Sandra M. Gilbert
from Blood Pressure
 
 
The Last Poem About the Snow Queen
  Then it was that little Gerda walked into the Palace,
through the great gates, in a biting wind...She saw Kay,
and knew him at once; she flung her arms round his neck,
held him fast, and cried, "Kay, little Kay, have I found you
at last.
  But he sat still, rigid and cold.
-Hans Christian Andersen, "The Snow Queen"
You wanted to know "love" in all its habitats, wanted
to catalog the joints, the parts, the motions, wanted
to be a scientist of romance: you said
you had to study everything, go everywhere,
even here, even
this ice palace in the far north.

You said you were ready, you'd be careful.
Smart girl, you wore two cardigans, a turtleneck,
fur lined boots, scarves,
a stocking cap with jingle bells.
And over the ice you came, gay as Santa,
singing and bringing gifts.

Ah, but the journey was long, so much longer
than you'd expected, and the air so thin,
the sky so high and black.
What are these cold needles, what are these shafts of ice,
you wondered on the fourteenth day.
What are those tracks that glitter overhead?

The one you came to see was silent,
he wouldn't say "stars" or "snow,"
wouldn't point south, wouldn't teach survival.

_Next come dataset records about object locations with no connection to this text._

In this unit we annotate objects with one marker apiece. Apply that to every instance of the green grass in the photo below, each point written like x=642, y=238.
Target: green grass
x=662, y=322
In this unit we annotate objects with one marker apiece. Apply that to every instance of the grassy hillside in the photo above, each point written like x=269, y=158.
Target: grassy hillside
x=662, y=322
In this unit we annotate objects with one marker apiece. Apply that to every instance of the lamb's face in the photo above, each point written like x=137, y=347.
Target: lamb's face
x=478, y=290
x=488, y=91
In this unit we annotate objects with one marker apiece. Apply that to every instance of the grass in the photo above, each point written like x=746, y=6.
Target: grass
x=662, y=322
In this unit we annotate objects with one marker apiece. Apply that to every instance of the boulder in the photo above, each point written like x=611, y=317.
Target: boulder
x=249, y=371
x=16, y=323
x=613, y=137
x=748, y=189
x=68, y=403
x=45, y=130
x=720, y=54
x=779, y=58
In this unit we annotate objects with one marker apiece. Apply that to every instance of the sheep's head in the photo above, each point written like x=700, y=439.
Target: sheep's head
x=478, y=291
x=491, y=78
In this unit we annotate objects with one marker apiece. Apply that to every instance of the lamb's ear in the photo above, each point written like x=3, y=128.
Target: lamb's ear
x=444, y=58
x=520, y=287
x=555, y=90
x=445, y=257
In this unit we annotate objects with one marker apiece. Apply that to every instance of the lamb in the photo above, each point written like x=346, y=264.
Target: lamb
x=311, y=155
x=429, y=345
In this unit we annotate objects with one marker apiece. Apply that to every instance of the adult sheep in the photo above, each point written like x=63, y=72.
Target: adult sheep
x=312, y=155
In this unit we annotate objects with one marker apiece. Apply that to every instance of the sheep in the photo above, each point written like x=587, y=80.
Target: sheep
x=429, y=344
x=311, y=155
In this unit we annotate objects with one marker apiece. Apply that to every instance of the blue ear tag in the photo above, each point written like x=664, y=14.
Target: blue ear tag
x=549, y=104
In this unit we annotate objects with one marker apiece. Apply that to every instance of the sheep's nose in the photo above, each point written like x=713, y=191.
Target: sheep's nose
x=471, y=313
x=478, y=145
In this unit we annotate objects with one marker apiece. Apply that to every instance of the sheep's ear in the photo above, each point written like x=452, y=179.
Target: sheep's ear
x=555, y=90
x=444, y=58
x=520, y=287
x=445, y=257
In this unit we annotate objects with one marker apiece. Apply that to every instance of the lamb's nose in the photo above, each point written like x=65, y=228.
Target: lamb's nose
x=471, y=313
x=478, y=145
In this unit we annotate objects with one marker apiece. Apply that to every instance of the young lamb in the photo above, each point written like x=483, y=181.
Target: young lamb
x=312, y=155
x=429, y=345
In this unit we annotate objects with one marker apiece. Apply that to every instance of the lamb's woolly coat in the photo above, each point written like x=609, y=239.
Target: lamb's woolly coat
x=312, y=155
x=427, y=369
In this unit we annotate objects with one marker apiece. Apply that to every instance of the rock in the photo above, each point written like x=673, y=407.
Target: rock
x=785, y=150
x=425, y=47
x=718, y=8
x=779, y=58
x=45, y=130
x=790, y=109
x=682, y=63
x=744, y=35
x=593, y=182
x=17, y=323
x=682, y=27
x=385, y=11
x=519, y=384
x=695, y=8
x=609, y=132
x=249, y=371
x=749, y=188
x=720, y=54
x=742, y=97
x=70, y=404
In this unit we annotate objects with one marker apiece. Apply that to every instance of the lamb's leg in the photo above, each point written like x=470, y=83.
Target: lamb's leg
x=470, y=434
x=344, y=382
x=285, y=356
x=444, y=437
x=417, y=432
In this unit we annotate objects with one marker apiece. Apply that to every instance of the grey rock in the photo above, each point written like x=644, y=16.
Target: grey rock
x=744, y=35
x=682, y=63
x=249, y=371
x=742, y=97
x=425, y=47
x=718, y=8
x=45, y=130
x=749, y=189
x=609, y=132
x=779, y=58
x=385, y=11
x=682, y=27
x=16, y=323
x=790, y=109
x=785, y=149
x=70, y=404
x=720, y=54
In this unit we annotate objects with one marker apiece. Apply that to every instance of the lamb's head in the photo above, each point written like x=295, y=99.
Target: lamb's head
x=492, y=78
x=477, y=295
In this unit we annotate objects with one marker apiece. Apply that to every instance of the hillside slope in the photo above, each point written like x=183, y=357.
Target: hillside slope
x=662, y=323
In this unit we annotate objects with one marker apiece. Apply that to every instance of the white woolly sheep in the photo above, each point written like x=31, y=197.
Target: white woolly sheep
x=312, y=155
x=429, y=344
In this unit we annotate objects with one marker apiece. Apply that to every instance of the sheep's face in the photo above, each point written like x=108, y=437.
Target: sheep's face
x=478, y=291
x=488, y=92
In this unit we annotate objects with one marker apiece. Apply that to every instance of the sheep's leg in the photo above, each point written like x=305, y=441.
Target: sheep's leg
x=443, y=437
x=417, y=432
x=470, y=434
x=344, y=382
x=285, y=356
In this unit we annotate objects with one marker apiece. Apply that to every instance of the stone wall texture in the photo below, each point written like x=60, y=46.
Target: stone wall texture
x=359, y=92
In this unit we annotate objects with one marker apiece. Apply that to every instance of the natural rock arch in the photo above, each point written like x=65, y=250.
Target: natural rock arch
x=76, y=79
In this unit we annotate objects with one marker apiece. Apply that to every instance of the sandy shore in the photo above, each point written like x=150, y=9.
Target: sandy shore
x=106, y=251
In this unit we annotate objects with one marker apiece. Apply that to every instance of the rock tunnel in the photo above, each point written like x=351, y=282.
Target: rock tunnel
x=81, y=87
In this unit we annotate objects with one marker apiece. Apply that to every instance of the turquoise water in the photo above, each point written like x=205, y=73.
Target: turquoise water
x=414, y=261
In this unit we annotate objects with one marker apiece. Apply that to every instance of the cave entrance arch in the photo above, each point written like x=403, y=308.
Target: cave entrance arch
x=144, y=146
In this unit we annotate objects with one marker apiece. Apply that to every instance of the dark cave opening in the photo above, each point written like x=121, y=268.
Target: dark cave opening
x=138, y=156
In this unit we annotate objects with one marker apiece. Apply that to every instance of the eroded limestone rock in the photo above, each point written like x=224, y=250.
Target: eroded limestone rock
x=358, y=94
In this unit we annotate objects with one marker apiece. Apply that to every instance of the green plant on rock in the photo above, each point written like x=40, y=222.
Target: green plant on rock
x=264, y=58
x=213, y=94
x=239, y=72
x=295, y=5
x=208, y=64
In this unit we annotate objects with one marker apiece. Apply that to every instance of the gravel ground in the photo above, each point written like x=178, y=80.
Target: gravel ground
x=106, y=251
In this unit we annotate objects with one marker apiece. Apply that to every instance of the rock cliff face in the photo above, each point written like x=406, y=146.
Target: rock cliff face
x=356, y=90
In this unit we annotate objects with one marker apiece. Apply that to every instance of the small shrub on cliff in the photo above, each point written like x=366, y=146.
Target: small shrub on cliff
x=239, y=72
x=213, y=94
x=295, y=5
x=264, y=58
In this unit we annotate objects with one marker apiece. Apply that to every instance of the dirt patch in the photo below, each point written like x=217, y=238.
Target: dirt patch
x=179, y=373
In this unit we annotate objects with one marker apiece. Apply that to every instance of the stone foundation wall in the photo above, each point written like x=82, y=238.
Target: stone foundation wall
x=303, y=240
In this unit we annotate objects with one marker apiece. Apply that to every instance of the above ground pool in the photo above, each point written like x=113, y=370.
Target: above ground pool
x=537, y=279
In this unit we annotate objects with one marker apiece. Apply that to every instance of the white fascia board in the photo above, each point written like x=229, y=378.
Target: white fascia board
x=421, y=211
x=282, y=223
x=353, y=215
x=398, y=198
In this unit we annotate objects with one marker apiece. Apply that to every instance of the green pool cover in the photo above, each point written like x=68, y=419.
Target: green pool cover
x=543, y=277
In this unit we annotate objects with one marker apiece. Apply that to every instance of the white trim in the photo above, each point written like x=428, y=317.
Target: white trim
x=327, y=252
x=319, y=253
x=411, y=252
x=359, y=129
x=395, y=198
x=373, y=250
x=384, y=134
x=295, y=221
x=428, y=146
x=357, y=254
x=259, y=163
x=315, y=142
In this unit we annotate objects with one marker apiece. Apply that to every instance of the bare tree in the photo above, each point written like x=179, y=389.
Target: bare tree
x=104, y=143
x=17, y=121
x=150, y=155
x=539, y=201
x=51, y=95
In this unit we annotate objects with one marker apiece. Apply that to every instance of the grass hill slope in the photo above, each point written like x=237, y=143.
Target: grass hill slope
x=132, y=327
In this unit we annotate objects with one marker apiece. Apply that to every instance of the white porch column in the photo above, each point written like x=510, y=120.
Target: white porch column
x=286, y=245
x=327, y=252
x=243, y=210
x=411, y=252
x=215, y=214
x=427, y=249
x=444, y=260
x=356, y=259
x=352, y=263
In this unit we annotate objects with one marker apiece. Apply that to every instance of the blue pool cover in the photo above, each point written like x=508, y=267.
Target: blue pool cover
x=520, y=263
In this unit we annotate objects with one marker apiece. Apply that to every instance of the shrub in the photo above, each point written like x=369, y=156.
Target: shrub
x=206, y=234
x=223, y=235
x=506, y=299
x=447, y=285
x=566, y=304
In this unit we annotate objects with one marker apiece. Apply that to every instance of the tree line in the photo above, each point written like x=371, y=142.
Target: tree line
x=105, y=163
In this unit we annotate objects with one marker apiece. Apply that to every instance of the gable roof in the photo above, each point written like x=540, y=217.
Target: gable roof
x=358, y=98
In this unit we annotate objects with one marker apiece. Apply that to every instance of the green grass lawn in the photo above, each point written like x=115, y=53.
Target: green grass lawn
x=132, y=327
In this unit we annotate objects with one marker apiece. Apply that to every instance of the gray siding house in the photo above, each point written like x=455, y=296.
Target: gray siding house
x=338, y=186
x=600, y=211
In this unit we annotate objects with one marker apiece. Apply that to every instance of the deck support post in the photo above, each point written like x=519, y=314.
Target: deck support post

And you'd lost your boots, your furs,
now you were barefoot on the ice floes, fingers blue,
tears freezing and fusing your eyelids.

Now you know: this is the place
where water insists on being ice,
where wind insists on breathlessness,
where the will of the cold is so strong
that even the stone's desire for heat
is driven into the eye of night.

What will you do now, little Gerda?
Kay and the Snow Queen are one, they're a single
pillar of ice, a throne of silence -
and they love you
the way the teeth of winter
love the last red shred of November.